Loading organizations...
Key people at Kick Club.
Kick Club operates as a video livestreaming service based in Melbourne, Australia, competing with platforms like Twitch by emphasizing looser content moderation and a 95/5 revenue split for streamers. The platform actively supports online gambling streams, a category often restricted on rival services, and provides same-day payouts to creators alongside its own internal currency for viewer engagement, aiming to attract both emerging and established broadcasters. Backed by online casino Stake.com, Kick Club has rapidly gained market share, becoming the fourth most-watched platform in Q3 2025, according to StreamCharts, behind YouTube, TikTok, and Twitch. The service has secured deals with prominent broadcasters including Adin Ross and xQc, and lists Trainwreckstv as a co-founder and advisor. Kick Club was founded in 2022 by Ed Craven and Bijan Tehrani.
Key people at Kick Club.
Kick Club is an early-stage investment syndicate based in France, founded by Cyril Grislain, specializing in Pre-Seed and Seed investments.[1][5] It operates as a collaborative investment vehicle, pooling resources from investors to back promising startups in their nascent stages, with a focus on the European tech ecosystem.[1]
As an investment firm, Kick Club's mission centers on identifying and fueling high-potential early-stage ventures through syndicate-led deals, emphasizing speed and founder support in competitive Pre-Seed and Seed rounds.[1] Its investment philosophy leverages collective expertise for diligenced, high-conviction bets, though specific sectors are not detailed in available data; it contributes to the startup ecosystem by democratizing access to elite deals for syndicate members, fostering a network-driven approach to early funding.[1][5]
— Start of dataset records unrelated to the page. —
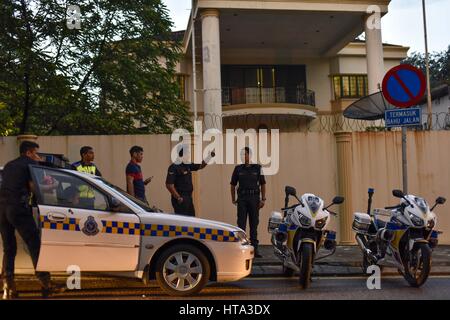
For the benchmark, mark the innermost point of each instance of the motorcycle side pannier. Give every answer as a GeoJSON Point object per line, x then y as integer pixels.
{"type": "Point", "coordinates": [361, 222]}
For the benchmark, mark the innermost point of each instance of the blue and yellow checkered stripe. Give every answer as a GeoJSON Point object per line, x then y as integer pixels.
{"type": "Point", "coordinates": [118, 227]}
{"type": "Point", "coordinates": [154, 230]}
{"type": "Point", "coordinates": [69, 224]}
{"type": "Point", "coordinates": [149, 230]}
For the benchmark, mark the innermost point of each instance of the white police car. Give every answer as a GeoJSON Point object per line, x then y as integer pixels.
{"type": "Point", "coordinates": [91, 224]}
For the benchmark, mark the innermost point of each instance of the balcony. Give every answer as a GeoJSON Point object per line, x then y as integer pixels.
{"type": "Point", "coordinates": [279, 95]}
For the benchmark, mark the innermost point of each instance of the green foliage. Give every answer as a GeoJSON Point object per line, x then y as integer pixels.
{"type": "Point", "coordinates": [439, 66]}
{"type": "Point", "coordinates": [106, 78]}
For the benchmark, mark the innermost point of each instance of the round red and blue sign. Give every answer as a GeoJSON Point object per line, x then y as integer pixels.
{"type": "Point", "coordinates": [404, 86]}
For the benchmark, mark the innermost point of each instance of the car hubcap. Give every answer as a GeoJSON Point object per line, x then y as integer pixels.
{"type": "Point", "coordinates": [182, 271]}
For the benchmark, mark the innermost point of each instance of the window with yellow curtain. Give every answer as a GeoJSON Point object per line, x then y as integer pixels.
{"type": "Point", "coordinates": [350, 86]}
{"type": "Point", "coordinates": [181, 79]}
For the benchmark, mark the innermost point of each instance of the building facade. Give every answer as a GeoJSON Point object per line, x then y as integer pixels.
{"type": "Point", "coordinates": [282, 64]}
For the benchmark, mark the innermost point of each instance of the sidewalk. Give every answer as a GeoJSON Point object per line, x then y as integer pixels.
{"type": "Point", "coordinates": [345, 262]}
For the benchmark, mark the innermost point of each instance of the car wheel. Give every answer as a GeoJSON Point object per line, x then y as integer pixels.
{"type": "Point", "coordinates": [182, 270]}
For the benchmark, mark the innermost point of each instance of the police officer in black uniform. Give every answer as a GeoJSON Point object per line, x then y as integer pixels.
{"type": "Point", "coordinates": [251, 196]}
{"type": "Point", "coordinates": [179, 184]}
{"type": "Point", "coordinates": [16, 215]}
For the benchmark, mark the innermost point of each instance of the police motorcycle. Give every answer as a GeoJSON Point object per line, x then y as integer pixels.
{"type": "Point", "coordinates": [405, 241]}
{"type": "Point", "coordinates": [300, 231]}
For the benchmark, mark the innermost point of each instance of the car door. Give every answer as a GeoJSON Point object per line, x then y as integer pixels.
{"type": "Point", "coordinates": [86, 234]}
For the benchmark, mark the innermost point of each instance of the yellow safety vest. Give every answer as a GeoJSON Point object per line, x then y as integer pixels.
{"type": "Point", "coordinates": [85, 191]}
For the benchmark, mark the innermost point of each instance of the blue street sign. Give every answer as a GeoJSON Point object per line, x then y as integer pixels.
{"type": "Point", "coordinates": [403, 117]}
{"type": "Point", "coordinates": [404, 86]}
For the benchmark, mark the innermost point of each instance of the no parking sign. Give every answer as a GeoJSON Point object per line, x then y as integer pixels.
{"type": "Point", "coordinates": [404, 86]}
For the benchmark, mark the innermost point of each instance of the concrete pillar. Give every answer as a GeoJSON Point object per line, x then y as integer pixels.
{"type": "Point", "coordinates": [344, 168]}
{"type": "Point", "coordinates": [375, 55]}
{"type": "Point", "coordinates": [212, 96]}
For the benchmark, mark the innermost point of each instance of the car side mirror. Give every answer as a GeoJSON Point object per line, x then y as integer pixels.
{"type": "Point", "coordinates": [441, 200]}
{"type": "Point", "coordinates": [114, 203]}
{"type": "Point", "coordinates": [338, 200]}
{"type": "Point", "coordinates": [398, 194]}
{"type": "Point", "coordinates": [290, 191]}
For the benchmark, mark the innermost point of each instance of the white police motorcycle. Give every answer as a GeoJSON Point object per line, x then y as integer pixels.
{"type": "Point", "coordinates": [300, 231]}
{"type": "Point", "coordinates": [405, 241]}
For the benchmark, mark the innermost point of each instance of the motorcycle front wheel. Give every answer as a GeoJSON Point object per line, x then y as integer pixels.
{"type": "Point", "coordinates": [418, 265]}
{"type": "Point", "coordinates": [306, 265]}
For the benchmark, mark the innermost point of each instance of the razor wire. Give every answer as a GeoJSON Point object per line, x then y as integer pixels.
{"type": "Point", "coordinates": [321, 123]}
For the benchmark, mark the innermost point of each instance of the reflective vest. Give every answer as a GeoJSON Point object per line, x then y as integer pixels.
{"type": "Point", "coordinates": [85, 191]}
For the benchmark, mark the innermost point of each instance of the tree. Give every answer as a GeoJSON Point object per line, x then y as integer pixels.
{"type": "Point", "coordinates": [105, 78]}
{"type": "Point", "coordinates": [439, 66]}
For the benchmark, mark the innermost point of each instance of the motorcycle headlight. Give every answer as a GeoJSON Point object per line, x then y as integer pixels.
{"type": "Point", "coordinates": [305, 221]}
{"type": "Point", "coordinates": [321, 223]}
{"type": "Point", "coordinates": [313, 204]}
{"type": "Point", "coordinates": [418, 222]}
{"type": "Point", "coordinates": [431, 224]}
{"type": "Point", "coordinates": [242, 237]}
{"type": "Point", "coordinates": [422, 204]}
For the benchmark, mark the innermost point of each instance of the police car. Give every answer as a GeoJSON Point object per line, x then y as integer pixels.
{"type": "Point", "coordinates": [116, 233]}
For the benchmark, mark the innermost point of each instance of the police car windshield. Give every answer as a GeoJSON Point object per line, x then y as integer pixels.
{"type": "Point", "coordinates": [129, 197]}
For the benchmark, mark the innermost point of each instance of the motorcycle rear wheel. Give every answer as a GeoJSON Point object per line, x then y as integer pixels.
{"type": "Point", "coordinates": [417, 272]}
{"type": "Point", "coordinates": [306, 265]}
{"type": "Point", "coordinates": [288, 272]}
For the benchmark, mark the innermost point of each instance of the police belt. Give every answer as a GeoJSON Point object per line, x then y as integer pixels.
{"type": "Point", "coordinates": [248, 192]}
{"type": "Point", "coordinates": [185, 193]}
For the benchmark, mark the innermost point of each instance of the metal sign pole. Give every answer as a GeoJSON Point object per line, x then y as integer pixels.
{"type": "Point", "coordinates": [194, 66]}
{"type": "Point", "coordinates": [427, 64]}
{"type": "Point", "coordinates": [404, 160]}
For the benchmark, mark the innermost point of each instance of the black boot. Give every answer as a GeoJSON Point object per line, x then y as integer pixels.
{"type": "Point", "coordinates": [257, 253]}
{"type": "Point", "coordinates": [9, 290]}
{"type": "Point", "coordinates": [49, 288]}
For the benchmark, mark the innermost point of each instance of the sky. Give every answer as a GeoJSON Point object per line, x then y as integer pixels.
{"type": "Point", "coordinates": [403, 24]}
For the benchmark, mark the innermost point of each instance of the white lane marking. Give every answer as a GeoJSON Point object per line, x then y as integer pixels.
{"type": "Point", "coordinates": [338, 278]}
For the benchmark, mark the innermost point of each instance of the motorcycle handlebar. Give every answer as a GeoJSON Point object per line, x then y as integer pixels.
{"type": "Point", "coordinates": [395, 207]}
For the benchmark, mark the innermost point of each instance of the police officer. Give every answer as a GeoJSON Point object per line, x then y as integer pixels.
{"type": "Point", "coordinates": [179, 184]}
{"type": "Point", "coordinates": [86, 165]}
{"type": "Point", "coordinates": [251, 196]}
{"type": "Point", "coordinates": [16, 215]}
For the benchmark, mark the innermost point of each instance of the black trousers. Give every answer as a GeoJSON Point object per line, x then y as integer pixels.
{"type": "Point", "coordinates": [248, 206]}
{"type": "Point", "coordinates": [185, 208]}
{"type": "Point", "coordinates": [12, 218]}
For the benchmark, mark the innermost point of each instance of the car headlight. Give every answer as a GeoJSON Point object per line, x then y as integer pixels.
{"type": "Point", "coordinates": [305, 221]}
{"type": "Point", "coordinates": [242, 237]}
{"type": "Point", "coordinates": [321, 223]}
{"type": "Point", "coordinates": [417, 221]}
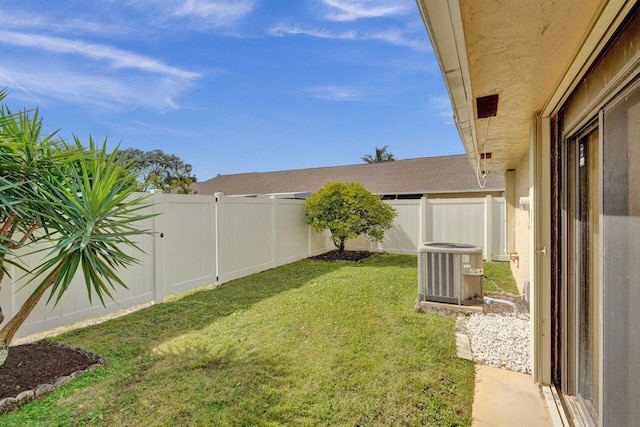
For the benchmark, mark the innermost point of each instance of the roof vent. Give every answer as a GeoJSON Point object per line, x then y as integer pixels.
{"type": "Point", "coordinates": [487, 106]}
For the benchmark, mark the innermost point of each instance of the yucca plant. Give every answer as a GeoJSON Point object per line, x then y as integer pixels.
{"type": "Point", "coordinates": [76, 198]}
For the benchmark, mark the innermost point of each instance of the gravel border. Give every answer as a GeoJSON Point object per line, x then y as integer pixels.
{"type": "Point", "coordinates": [499, 340]}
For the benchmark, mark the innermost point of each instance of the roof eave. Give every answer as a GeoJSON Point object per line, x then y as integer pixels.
{"type": "Point", "coordinates": [443, 21]}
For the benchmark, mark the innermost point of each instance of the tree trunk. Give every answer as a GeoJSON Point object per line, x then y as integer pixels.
{"type": "Point", "coordinates": [8, 332]}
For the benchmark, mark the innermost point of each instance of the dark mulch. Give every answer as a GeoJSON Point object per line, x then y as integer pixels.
{"type": "Point", "coordinates": [31, 365]}
{"type": "Point", "coordinates": [345, 256]}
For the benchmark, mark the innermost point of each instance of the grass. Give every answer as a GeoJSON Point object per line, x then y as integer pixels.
{"type": "Point", "coordinates": [310, 343]}
{"type": "Point", "coordinates": [502, 280]}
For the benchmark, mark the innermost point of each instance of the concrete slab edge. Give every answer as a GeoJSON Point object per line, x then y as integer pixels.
{"type": "Point", "coordinates": [556, 410]}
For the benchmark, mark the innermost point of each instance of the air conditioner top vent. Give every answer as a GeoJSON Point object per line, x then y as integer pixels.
{"type": "Point", "coordinates": [449, 247]}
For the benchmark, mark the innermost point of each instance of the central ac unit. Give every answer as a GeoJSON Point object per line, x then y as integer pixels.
{"type": "Point", "coordinates": [450, 272]}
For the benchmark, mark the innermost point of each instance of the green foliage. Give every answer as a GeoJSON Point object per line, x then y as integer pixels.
{"type": "Point", "coordinates": [77, 199]}
{"type": "Point", "coordinates": [380, 156]}
{"type": "Point", "coordinates": [348, 210]}
{"type": "Point", "coordinates": [157, 170]}
{"type": "Point", "coordinates": [299, 345]}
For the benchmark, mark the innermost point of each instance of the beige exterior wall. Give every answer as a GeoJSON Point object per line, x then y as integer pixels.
{"type": "Point", "coordinates": [518, 222]}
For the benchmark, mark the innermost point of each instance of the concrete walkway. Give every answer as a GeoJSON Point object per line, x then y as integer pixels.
{"type": "Point", "coordinates": [506, 398]}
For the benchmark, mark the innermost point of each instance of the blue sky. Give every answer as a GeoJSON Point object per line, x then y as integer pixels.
{"type": "Point", "coordinates": [232, 86]}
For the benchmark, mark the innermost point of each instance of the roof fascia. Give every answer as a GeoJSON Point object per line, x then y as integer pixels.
{"type": "Point", "coordinates": [443, 20]}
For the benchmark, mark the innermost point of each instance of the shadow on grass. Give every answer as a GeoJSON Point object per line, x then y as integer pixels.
{"type": "Point", "coordinates": [142, 330]}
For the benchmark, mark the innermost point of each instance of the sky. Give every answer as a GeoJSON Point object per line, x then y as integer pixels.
{"type": "Point", "coordinates": [231, 86]}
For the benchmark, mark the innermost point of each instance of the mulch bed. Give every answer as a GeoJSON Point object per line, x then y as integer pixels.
{"type": "Point", "coordinates": [345, 256]}
{"type": "Point", "coordinates": [33, 370]}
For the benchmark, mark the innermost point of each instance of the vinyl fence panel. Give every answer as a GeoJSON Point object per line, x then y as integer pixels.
{"type": "Point", "coordinates": [199, 240]}
{"type": "Point", "coordinates": [74, 304]}
{"type": "Point", "coordinates": [185, 236]}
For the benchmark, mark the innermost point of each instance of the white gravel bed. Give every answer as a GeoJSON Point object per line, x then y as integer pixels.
{"type": "Point", "coordinates": [501, 341]}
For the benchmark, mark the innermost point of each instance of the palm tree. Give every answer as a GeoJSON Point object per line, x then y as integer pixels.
{"type": "Point", "coordinates": [77, 199]}
{"type": "Point", "coordinates": [380, 156]}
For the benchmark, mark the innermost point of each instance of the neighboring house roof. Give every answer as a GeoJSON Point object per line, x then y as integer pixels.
{"type": "Point", "coordinates": [445, 174]}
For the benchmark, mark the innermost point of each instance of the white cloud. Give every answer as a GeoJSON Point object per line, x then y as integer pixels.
{"type": "Point", "coordinates": [334, 93]}
{"type": "Point", "coordinates": [392, 36]}
{"type": "Point", "coordinates": [351, 10]}
{"type": "Point", "coordinates": [116, 58]}
{"type": "Point", "coordinates": [104, 90]}
{"type": "Point", "coordinates": [281, 30]}
{"type": "Point", "coordinates": [215, 13]}
{"type": "Point", "coordinates": [199, 14]}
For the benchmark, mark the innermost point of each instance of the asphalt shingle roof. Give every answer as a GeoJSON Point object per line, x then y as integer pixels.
{"type": "Point", "coordinates": [442, 174]}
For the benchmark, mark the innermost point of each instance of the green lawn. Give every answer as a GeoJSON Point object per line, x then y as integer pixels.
{"type": "Point", "coordinates": [310, 343]}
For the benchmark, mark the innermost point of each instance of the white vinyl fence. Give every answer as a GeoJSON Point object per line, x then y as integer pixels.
{"type": "Point", "coordinates": [201, 240]}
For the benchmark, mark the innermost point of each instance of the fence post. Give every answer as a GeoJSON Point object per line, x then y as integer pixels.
{"type": "Point", "coordinates": [159, 253]}
{"type": "Point", "coordinates": [274, 231]}
{"type": "Point", "coordinates": [422, 221]}
{"type": "Point", "coordinates": [219, 230]}
{"type": "Point", "coordinates": [488, 228]}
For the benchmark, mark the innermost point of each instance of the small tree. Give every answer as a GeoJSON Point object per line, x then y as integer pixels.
{"type": "Point", "coordinates": [156, 169]}
{"type": "Point", "coordinates": [348, 210]}
{"type": "Point", "coordinates": [380, 156]}
{"type": "Point", "coordinates": [76, 198]}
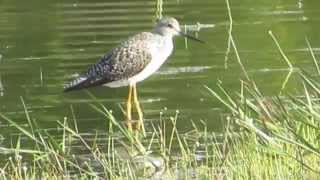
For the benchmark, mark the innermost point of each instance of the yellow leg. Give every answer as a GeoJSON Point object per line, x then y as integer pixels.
{"type": "Point", "coordinates": [139, 111]}
{"type": "Point", "coordinates": [129, 108]}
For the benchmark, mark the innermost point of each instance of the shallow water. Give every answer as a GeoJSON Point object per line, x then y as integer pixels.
{"type": "Point", "coordinates": [44, 44]}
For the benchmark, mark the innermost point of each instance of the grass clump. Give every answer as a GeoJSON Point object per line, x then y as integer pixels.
{"type": "Point", "coordinates": [264, 138]}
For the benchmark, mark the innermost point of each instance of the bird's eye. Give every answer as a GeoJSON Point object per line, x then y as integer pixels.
{"type": "Point", "coordinates": [170, 25]}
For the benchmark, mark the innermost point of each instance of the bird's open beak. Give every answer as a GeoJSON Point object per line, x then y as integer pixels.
{"type": "Point", "coordinates": [190, 37]}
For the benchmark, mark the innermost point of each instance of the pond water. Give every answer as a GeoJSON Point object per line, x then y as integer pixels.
{"type": "Point", "coordinates": [43, 44]}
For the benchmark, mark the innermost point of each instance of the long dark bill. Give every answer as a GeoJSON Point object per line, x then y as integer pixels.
{"type": "Point", "coordinates": [191, 37]}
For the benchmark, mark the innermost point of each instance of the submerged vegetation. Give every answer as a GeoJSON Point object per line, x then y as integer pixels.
{"type": "Point", "coordinates": [264, 137]}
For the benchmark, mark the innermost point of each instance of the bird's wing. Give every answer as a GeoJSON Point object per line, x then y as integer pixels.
{"type": "Point", "coordinates": [121, 63]}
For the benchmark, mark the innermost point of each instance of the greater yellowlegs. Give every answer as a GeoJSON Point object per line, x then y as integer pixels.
{"type": "Point", "coordinates": [132, 61]}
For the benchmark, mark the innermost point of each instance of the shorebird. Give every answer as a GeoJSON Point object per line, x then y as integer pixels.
{"type": "Point", "coordinates": [132, 61]}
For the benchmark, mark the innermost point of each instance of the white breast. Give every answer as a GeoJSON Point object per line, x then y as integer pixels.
{"type": "Point", "coordinates": [160, 52]}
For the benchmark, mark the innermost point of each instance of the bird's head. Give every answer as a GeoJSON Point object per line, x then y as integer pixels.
{"type": "Point", "coordinates": [169, 26]}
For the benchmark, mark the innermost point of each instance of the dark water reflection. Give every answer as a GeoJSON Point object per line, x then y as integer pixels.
{"type": "Point", "coordinates": [44, 43]}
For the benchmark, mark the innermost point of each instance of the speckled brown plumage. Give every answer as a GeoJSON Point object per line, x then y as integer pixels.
{"type": "Point", "coordinates": [122, 62]}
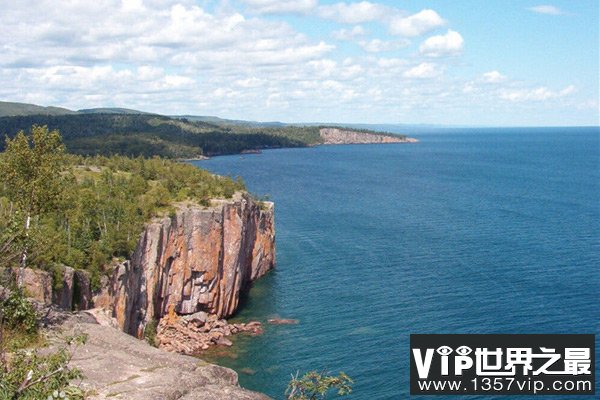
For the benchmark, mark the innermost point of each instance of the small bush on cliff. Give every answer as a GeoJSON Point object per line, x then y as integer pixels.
{"type": "Point", "coordinates": [317, 385]}
{"type": "Point", "coordinates": [17, 313]}
{"type": "Point", "coordinates": [150, 332]}
{"type": "Point", "coordinates": [28, 375]}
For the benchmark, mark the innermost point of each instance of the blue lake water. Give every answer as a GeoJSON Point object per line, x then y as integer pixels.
{"type": "Point", "coordinates": [468, 231]}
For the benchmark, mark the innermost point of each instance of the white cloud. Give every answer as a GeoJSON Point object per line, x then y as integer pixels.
{"type": "Point", "coordinates": [416, 24]}
{"type": "Point", "coordinates": [422, 71]}
{"type": "Point", "coordinates": [349, 34]}
{"type": "Point", "coordinates": [546, 9]}
{"type": "Point", "coordinates": [493, 77]}
{"type": "Point", "coordinates": [541, 93]}
{"type": "Point", "coordinates": [378, 45]}
{"type": "Point", "coordinates": [353, 13]}
{"type": "Point", "coordinates": [252, 82]}
{"type": "Point", "coordinates": [281, 6]}
{"type": "Point", "coordinates": [449, 44]}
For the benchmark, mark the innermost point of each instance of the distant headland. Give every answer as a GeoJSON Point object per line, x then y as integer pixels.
{"type": "Point", "coordinates": [108, 131]}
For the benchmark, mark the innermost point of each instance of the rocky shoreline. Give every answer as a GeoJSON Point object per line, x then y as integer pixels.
{"type": "Point", "coordinates": [332, 136]}
{"type": "Point", "coordinates": [192, 334]}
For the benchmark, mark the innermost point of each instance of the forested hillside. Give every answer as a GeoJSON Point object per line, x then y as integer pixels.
{"type": "Point", "coordinates": [110, 131]}
{"type": "Point", "coordinates": [151, 135]}
{"type": "Point", "coordinates": [86, 210]}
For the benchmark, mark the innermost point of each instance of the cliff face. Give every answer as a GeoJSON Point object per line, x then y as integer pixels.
{"type": "Point", "coordinates": [342, 136]}
{"type": "Point", "coordinates": [201, 259]}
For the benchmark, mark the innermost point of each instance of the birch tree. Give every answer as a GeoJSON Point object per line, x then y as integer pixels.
{"type": "Point", "coordinates": [31, 169]}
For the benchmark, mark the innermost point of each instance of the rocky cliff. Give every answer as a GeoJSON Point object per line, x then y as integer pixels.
{"type": "Point", "coordinates": [200, 259]}
{"type": "Point", "coordinates": [342, 136]}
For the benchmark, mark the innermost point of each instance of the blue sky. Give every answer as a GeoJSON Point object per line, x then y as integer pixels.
{"type": "Point", "coordinates": [499, 63]}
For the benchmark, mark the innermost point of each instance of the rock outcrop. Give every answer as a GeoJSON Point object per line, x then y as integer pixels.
{"type": "Point", "coordinates": [72, 293]}
{"type": "Point", "coordinates": [200, 259]}
{"type": "Point", "coordinates": [343, 136]}
{"type": "Point", "coordinates": [118, 366]}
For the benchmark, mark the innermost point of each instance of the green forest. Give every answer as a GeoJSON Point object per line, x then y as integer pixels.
{"type": "Point", "coordinates": [149, 135]}
{"type": "Point", "coordinates": [86, 210]}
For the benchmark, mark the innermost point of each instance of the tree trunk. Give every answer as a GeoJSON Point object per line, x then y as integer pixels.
{"type": "Point", "coordinates": [23, 262]}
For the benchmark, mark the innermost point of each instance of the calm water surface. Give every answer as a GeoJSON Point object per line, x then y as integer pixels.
{"type": "Point", "coordinates": [469, 231]}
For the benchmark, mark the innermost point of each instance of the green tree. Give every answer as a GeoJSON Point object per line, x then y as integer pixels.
{"type": "Point", "coordinates": [31, 171]}
{"type": "Point", "coordinates": [316, 385]}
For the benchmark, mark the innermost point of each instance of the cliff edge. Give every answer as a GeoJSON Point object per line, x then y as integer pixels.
{"type": "Point", "coordinates": [345, 136]}
{"type": "Point", "coordinates": [200, 259]}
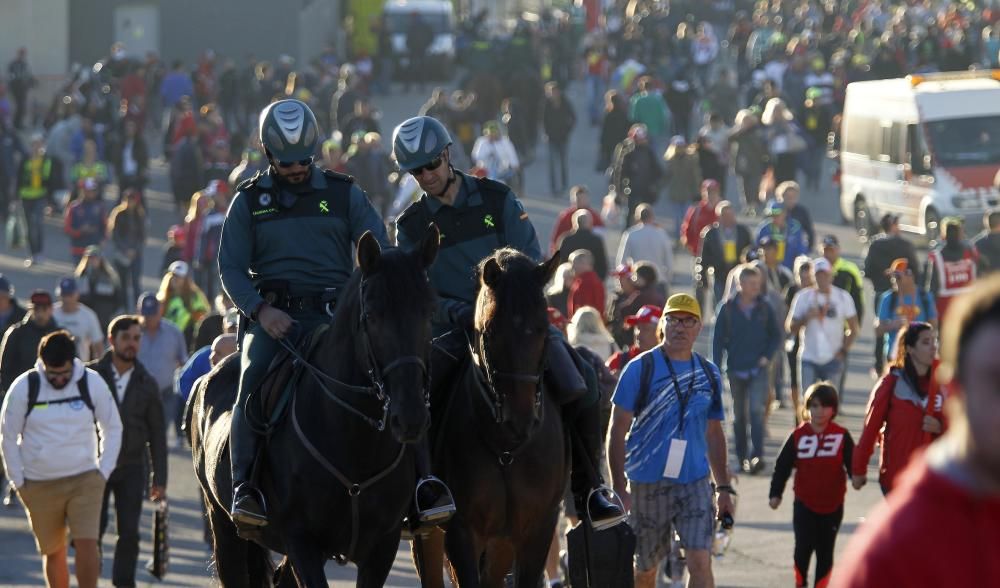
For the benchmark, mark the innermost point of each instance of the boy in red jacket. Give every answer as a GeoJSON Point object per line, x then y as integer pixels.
{"type": "Point", "coordinates": [820, 451]}
{"type": "Point", "coordinates": [587, 288]}
{"type": "Point", "coordinates": [939, 526]}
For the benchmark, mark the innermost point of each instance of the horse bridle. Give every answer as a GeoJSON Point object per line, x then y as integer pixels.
{"type": "Point", "coordinates": [494, 399]}
{"type": "Point", "coordinates": [376, 373]}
Kick Club was founded by Cyril Grislain in France, establishing itself as an early-stage syndicate targeting Pre-Seed and Seed opportunities.[1] Grislain, as the key figure, drives the firm's operations, drawing on his experience to curate investment opportunities for members.[1]
The syndicate's evolution reflects a growing trend in Europe for angel networks and syndicates to formalize early-stage investing, evolving from individual angel deals to structured groups for better deal flow and risk-sharing, though exact founding year details beyond its profiled status are not specified.[1][5]
Kick Club stands out in the crowded early-stage investment landscape through these key strengths:
Kick Club rides the wave of Europe's booming early-stage funding ecosystem, where Pre-Seed and Seed rounds have surged amid accessible capital and founder-friendly markets.[1] Timing is ideal post-2022 funding winter, as syndicates like Kick Club fill gaps left by cautious VCs, enabling faster deployments in AI, fintech, and climate tech hotspots in France and beyond.[1][5]
Market forces favoring it include regulatory tailwinds for European startups (e.g., NextGenerationEU funds) and a shift toward syndicate investing for better terms; it influences the ecosystem by amplifying deal flow to non-institutional investors, humanizing access and boosting overall startup velocity in underserved Pre-Seed stages.[1]
Kick Club is poised to expand its deal pipeline as European VC activity rebounds in 2026, potentially scaling syndicate membership and venturing into follow-on rounds.[1][5] Trends like AI proliferation and cross-border syndicates will shape its path, with Grislain's leadership key to capturing outsized returns from France's unicorn factory.
Its influence may evolve toward a hybrid model blending syndicate speed with fund-like permanence, solidifying its role in fueling Europe's next wave of tech disruptors—echoing its core promise of early, collective conviction in tomorrow's winners.[1]